La implacable ola de calor que golpea Honduras en estas últimas semanas forzó a la Secretaría de Educación a tomar medidas de emergencia para proteger la integridad física de miles de estudiantes en todo el territorio nacional.

La ministra Arely Argueta anunció la suspensión inmediata de la parte práctica de la clase de Educación Física en todos los centros educativos que no cuenten con canchas techadas, una medida que aplica a nivel nacional pero que se enfatiza con especial urgencia en las zonas con temperaturas más críticas.

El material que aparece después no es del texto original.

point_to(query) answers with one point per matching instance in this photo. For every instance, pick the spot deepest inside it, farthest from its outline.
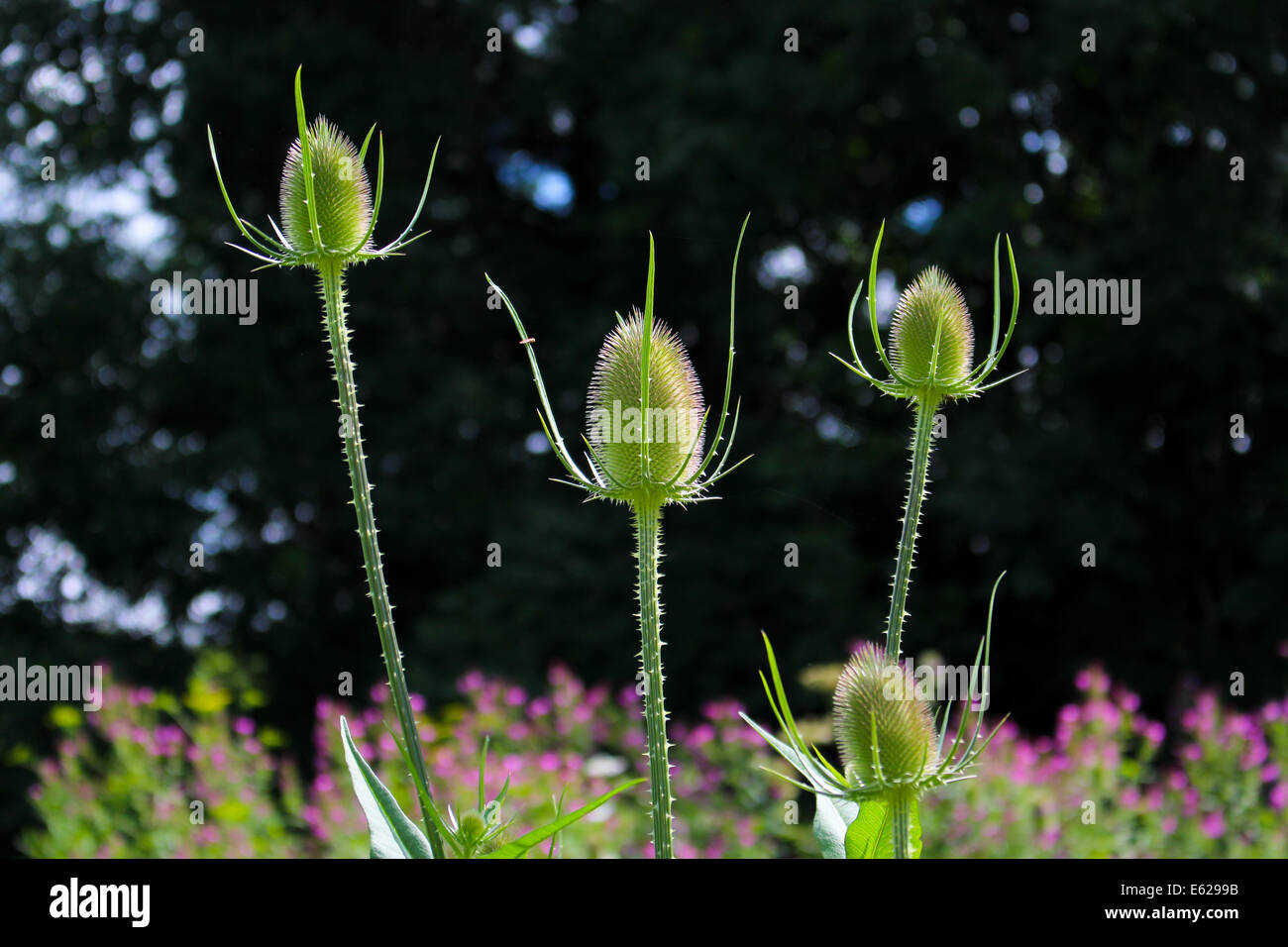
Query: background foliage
(193, 428)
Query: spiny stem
(921, 446)
(901, 822)
(648, 544)
(333, 294)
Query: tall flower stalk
(327, 222)
(890, 754)
(645, 431)
(931, 346)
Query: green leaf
(868, 835)
(393, 835)
(520, 845)
(833, 818)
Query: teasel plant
(327, 224)
(892, 748)
(644, 373)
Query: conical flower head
(876, 705)
(931, 307)
(639, 451)
(342, 195)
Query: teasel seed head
(931, 307)
(342, 192)
(876, 703)
(644, 453)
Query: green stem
(338, 333)
(648, 543)
(921, 445)
(901, 823)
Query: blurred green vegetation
(175, 429)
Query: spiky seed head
(342, 193)
(618, 428)
(930, 302)
(871, 688)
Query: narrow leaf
(393, 835)
(520, 845)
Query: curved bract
(642, 451)
(889, 759)
(644, 368)
(327, 214)
(931, 337)
(644, 442)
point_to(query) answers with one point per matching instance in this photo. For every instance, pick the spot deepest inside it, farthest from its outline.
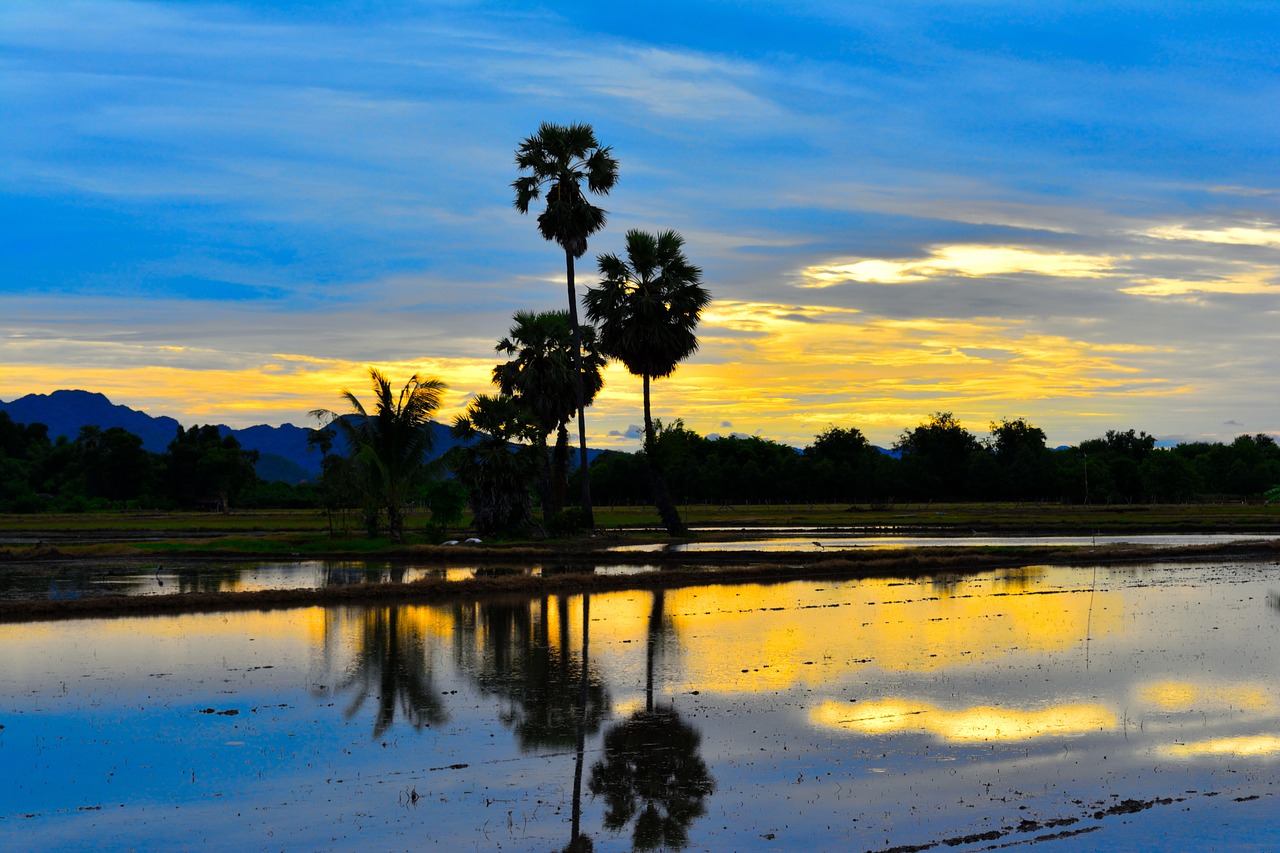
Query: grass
(305, 532)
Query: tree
(648, 308)
(937, 456)
(839, 464)
(558, 159)
(391, 443)
(1025, 464)
(542, 377)
(206, 466)
(497, 465)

La decisión responde a las advertencias del Centro de Estudios Atmosféricos, Oceanográficos y Sísmicos (Cenaos), que proyecta temperaturas máximas de hasta 40 grados Celsius en varias regiones del país, niveles que representan un riesgo directo para la salud de niños y adolescentes expuestos al sol durante las horas de mayor radiación ultravioleta.
«Estamos en coordinación directa con autoridades de Copeco para recibir datos climáticos en tiempo real y tomar decisiones conjuntas», afirmó la ministra Argueta, subrayando que la prioridad absoluta de la actual administración educativa es preservar la salud y la vida de los estudiantes hondureños.
Las afectaciones más temidas ante la exposición prolongada al sol sin protección adecuada incluyen la deshidratación severa y los golpes de calor, condiciones que en casos extremos pueden derivar en emergencias médicas de gravedad, particularmente en la población infantil, cuyos organismos son más vulnerables a los cambios bruscos de temperatura.
Las regiones bajo mayor presión son la zona sur del país, que históricamente registra las temperaturas más altas del territorio nacional, y la costa norte, donde la combinación de calor y humedad eleva significativamente el índice de sensación térmica, haciendo aún más peligrosa la actividad física al aire libre.
Pero la respuesta de la Secretaría de Educación no se limita a la suspensión de las clases prácticas. La funcionaria informó que la institución inició un proceso de análisis para modificar los horarios de ingreso y salida en los centros educativos más afectados, con el objetivo de que los estudiantes no coincidan con las franjas horarias de mayor radiación solar.
En las próximas horas, Argueta sostendrá reuniones con directores departamentales para definir ajustes concretos en el calendario escolar.
La medida ha generado alivio entre padres de familia y docentes, quienes desde hace semanas venían reportando casos de malestar, mareos y agotamiento entre los alumnos durante las actividades al aire libre.
Honduras enfrenta uno de los veranos más intensos de los últimos años, y el sistema educativo responde con decisiones que ponen la salud por encima de cualquier otro criterio. La coordinación interinstitucional entre Educación y Copeco marca un precedente en la gestión del riesgo climático dentro de las aulas del país.